A Simple Method for Analyzing Books

A recent Pew Research Center study found the following:

  • Americans 18 and older read on average 17 books each year. 19% say they don’t read any books at all. Only 5% say they read more than 50.
  • Fewer Americans are reading books now than in 1978.
  • 64% of respondents said they find the books they read from recommendations from family members, friends, or co-workers.
  • The average reader of e-books read 24 books (the mean number) in the past 12 months; the average non-e-book consumer read an average of 15.

The first bullet above is pretty remarkable. Using 17 books/year with, let’s say, 40 years of reading (above the age of 18), that’s 680 books read in adulthood. That’s a lot.

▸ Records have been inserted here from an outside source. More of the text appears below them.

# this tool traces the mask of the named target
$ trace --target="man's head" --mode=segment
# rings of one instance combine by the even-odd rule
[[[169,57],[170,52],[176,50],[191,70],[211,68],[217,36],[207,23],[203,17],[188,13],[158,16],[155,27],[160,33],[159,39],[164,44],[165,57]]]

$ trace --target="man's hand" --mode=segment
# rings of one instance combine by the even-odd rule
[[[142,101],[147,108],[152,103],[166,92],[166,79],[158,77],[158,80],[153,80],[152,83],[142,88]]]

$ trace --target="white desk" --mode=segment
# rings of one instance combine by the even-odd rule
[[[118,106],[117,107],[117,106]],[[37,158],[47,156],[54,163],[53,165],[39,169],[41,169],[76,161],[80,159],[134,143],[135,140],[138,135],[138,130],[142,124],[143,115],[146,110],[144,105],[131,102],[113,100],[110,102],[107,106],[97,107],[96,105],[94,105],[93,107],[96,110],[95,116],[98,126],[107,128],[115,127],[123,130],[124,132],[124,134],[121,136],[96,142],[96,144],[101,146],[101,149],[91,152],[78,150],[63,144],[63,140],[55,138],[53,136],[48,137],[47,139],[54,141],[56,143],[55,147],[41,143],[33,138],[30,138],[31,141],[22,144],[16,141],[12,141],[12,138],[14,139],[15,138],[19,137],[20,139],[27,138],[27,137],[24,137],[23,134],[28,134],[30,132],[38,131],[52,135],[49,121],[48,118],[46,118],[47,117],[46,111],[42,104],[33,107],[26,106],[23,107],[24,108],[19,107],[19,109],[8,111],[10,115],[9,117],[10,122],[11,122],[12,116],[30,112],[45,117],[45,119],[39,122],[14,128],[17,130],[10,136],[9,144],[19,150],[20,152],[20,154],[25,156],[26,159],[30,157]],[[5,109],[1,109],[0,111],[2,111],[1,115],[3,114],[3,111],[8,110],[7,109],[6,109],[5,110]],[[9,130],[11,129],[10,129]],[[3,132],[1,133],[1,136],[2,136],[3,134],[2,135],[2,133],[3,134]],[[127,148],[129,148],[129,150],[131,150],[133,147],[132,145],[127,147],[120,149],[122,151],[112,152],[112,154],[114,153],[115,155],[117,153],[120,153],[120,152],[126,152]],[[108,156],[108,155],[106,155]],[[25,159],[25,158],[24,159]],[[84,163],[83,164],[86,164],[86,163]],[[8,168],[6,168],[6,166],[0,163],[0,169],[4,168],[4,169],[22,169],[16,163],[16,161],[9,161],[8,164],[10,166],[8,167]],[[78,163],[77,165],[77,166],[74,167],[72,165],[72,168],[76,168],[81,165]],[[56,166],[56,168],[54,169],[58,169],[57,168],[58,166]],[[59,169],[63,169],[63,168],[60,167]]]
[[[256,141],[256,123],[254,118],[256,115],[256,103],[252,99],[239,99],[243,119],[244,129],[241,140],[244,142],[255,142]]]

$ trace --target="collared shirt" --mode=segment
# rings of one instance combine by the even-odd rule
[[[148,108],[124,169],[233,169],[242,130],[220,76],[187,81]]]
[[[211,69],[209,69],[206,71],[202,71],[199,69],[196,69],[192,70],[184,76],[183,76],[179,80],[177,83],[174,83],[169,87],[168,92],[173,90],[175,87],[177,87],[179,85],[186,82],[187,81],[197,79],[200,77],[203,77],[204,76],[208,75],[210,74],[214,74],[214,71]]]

This got me thinking about how we decide which books to buy and how our decisions on which books to buy adapt with each book that we read. Are we in tune with our changing desires and interests and is our feedback loop from both positive and negative reading experiences, well, accurate and efficient?

Some time ago, I began collecting data on my book reading experiences to allow me to analyze exactly that. Given the Pew study, I figure I’ll share my methodology in hopes it makes sense to someone else. Star ratings such as that on Amazon are certainly helpful, but my hope is to perfectly understand what works for me as to make my decisions on reading material accurate, efficient, and part of a lifelong journey for knowledge and inspiration.

Known Data Elements (Both Categorical and Quantitative)

  • Author
  • Type (Non-Fiction vs Fiction)
  • Genre (Thrillers/Suspense, Science/Technology, Current Affairs & Politics, etc.)
  • Number of Pages (using hardcover as a standard)
  • Date Published

Personal Data Inputs (upon book completion)

  • Date Completed
  • Tags/Notes
  • Readability, Flow, & Structure (RFS) – A score ranging from [0.0, 5.0] subjectively assigned to a book based on ease-of-read and the overall structure of the book.
  • Thought-Provoking, Engagement, & Educational Value (TEV) – A score ranging from [0.0, 5.0] subjectively assigned to a book based on how mentally stimulating it was in terms of knowledge and thought.
  • Entertainment, Suspense, & Likeability (ESL) – A score ranging from [0.0, 5.0] subjectively assigned to a book based on the entertainment value and overall likeability of the story, characters, and/or information presented.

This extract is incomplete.